Functional positional eye and eyelid movements

Positional manoeuvres are an integral component of the neurological assessment of a patient with vertigo, where the presence of positional nystagmus can help differentiate between peripheral [such as benign paroxysmal positional vertigo (BPPV)] and central (such as cerebellar stroke) vestibular disorders. Functional eye and eyelid movements have been observed in patients undergoing visual and ophthalmological assessments [1] but during a positional manoeuvre the eye movement that is being assessed is commonly brief and its interpretation complex (eye movements may be disconjugate, or nystagmus may beat in multiple planes). Misinterpretation of positional eye movements can thus lead to incorrect diagnosis and unnecessary or inappropriate investigations [2]. It becomes therefore of particular importance to correctly disambiguate between pathological eye movements that indicate a peripheral or central vestibular deficit, versus those that are functional. In this brief report, we report four patients with unusual positional eye and eyelid movements that describe the range of functional positional eye movements observed in clinical practice.
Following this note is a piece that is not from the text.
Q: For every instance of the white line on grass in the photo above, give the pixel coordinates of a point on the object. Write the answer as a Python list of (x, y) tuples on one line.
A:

Case 1: a 57-year-old gentleman presented with 8-month history of persistent dizziness and blurring of vision, worsened by walking, watching television, and reading in bed. He had a background of positional downbeat nystagmus that was longstanding (and had never responded to repositioning manoeuvres) thought to be related to the past history of non-Hodgkin’s lymphoma and subsequent chemotherapy. On examination he had positional downbeat nystagmus with associated vertical oscillopsia and mild “fuzziness” of the head and was additionally noted to have convergence during the Dix–Hallpike manoeuvre, occurring more prominently with suggestion and encouragement. The convergent effort was associated with pupillary construction. Pursuit, saccades, and vestibulo-ocular reflex (VOR) were normal. MRI brain, positron emission tomography and cerebrospinal fluid assessment were normal. The positional convergence was thought to be functional in origin, given its intermittent nature, brief duration, and appearance with suggestion (Fig. 1; video 1), on a background of idiopathic (organic) downbeat nystagmus. The functional convergence spasm was no longer present when reviewed 6 months later.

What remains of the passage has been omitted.